Netflix axes production on Turkish series over pressure from state to remove gay character

Ben Arnold
·Contributor
·2-min read
San Diego, California, USA - March 21, 2011: A closeup of a movie or TV show buffering on a computer through Netflix's "Watch Instantly" service, which allows users to stream content directly to their computer or TV through the internet.
Netflix (Credit: Getty)

Netflix has axed its plans to produce an original drama series made in Turkey after pressure from authorities to remove a gay character.

According to the Financial Times, the drama, called If Only, was even refused a production licence to film the show because of the character's sexuality.

In a translated quote for Turkish film site Altyazi Fasikul, the show's creator Ece Yörenç said: “Due to a gay character, permission to film the series was not granted and this is very frightening for the future.”

The show, which starred actress Özge Özpirinçci, pivoted on an unhappily married woman who is shifted back in time to the moment when her husband proposed to her.

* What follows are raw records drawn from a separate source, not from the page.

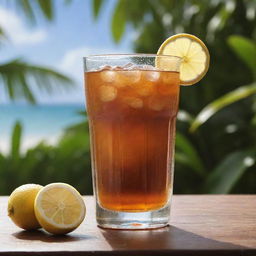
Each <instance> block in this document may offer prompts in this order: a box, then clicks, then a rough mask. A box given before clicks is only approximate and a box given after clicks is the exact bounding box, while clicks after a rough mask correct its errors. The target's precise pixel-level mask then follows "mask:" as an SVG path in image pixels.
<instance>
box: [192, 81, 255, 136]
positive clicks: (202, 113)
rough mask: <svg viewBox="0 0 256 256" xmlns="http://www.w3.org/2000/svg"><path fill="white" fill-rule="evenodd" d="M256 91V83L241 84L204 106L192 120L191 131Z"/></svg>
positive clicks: (253, 93) (194, 129) (250, 95)
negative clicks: (215, 115) (240, 100)
mask: <svg viewBox="0 0 256 256" xmlns="http://www.w3.org/2000/svg"><path fill="white" fill-rule="evenodd" d="M255 93H256V83H252V84H250V85H245V86H241V87H239V88H237V89H235V90H233V91H231V92H229V93H227V94H225V95H224V96H222V97H220V98H218V99H216V100H214V101H213V102H211V103H210V104H208V105H207V106H206V107H205V108H203V109H202V110H201V111H200V113H199V114H198V115H197V116H196V118H195V120H194V121H193V122H192V124H191V126H190V131H191V132H194V131H196V130H197V128H198V127H200V126H201V125H202V124H204V123H205V122H206V121H207V120H208V119H209V118H211V117H212V116H213V115H214V114H216V113H217V112H218V111H220V110H221V109H223V108H224V107H226V106H228V105H230V104H233V103H235V102H237V101H239V100H241V99H244V98H246V97H249V96H251V95H252V94H255Z"/></svg>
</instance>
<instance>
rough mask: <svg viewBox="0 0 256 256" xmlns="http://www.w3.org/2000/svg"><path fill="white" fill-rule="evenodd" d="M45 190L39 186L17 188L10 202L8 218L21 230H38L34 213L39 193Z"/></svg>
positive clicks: (13, 191) (9, 202)
mask: <svg viewBox="0 0 256 256" xmlns="http://www.w3.org/2000/svg"><path fill="white" fill-rule="evenodd" d="M42 188H43V186H41V185H37V184H25V185H22V186H20V187H18V188H16V189H15V190H14V191H13V192H12V193H11V195H10V197H9V200H8V216H9V217H10V218H11V219H12V221H13V222H14V223H15V224H16V225H17V226H19V227H20V228H23V229H26V230H32V229H38V228H40V227H41V226H40V224H39V223H38V221H37V219H36V216H35V212H34V201H35V198H36V195H37V194H38V192H39V191H40V190H41V189H42Z"/></svg>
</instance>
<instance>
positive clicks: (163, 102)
mask: <svg viewBox="0 0 256 256" xmlns="http://www.w3.org/2000/svg"><path fill="white" fill-rule="evenodd" d="M148 107H149V108H150V109H153V110H155V111H160V110H162V109H163V108H164V107H165V102H164V101H163V100H162V99H161V97H151V98H150V99H149V102H148Z"/></svg>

In a statement, Netflix said: “Netflix remains deeply committed to our Turkish members and the creative community in Turkey.

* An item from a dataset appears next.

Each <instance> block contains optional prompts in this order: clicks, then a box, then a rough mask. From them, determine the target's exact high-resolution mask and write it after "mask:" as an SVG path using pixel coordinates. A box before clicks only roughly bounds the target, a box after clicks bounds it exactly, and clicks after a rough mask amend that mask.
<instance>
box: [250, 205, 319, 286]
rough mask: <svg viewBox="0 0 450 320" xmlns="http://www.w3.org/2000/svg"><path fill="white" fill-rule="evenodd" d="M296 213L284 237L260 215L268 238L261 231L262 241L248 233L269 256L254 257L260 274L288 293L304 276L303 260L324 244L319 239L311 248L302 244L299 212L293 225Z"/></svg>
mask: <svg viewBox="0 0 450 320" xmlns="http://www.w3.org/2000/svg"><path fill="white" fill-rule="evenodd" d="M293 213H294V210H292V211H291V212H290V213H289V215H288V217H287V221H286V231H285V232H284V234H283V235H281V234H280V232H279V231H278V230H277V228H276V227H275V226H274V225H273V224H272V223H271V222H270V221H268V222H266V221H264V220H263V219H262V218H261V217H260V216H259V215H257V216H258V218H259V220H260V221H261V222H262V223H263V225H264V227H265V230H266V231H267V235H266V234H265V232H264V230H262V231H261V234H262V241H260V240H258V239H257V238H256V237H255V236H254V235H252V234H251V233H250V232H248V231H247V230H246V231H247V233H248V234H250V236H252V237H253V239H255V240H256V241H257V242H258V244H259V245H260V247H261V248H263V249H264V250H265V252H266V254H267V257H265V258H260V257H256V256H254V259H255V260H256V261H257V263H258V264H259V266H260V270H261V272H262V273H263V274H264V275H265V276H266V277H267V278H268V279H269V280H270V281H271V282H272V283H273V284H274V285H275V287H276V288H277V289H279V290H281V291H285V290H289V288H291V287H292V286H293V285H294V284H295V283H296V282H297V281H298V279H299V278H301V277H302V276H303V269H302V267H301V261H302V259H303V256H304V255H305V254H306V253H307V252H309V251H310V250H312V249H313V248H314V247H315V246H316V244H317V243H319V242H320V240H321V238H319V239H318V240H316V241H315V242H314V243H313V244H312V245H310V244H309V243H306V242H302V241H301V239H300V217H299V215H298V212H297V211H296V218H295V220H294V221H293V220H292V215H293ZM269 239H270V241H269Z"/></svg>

Read more: Brazilian supreme court overturns ‘gay Jesus’ comedy ban

“We are proud of the incredible talent we work with. We currently have several Turkish originals in production — with more to come — and look forward to sharing these stories with our members all around the world.”

It's thought that rather than bow to pressure to alter the story, the project was cancelled instead.

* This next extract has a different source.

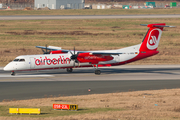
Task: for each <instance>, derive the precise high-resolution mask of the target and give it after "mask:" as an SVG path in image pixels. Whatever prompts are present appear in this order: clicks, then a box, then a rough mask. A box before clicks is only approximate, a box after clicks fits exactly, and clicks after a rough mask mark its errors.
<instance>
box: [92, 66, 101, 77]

The Turkish arm of the streaming giant was also targeted in April this year, after rumours began spreading on social media that a gay character was set to appear in the teen drama Love 101, and was set to air on 24 April, the beginning of Ramadan.

At the time, Ebubekir Sahin, president of the Radio and Television Supreme Council, told Turkish newspaper Yeni Akit: “We will not tolerate broadcasts that are contrary to the national and spiritual values of our society.”

Many also weighed in on Twitter, branding the streaming platform 'Islam's enemy' and calling for it to be banned, claiming that the Ramadan air date was planned on purpose.

Netflix Turkey responded: “A lot of false information is spreading from fake accounts... believe only what you hear from us about the series and the characters, not the rumours.”

The streamer aired its first ever Turkish original series The Protector last year.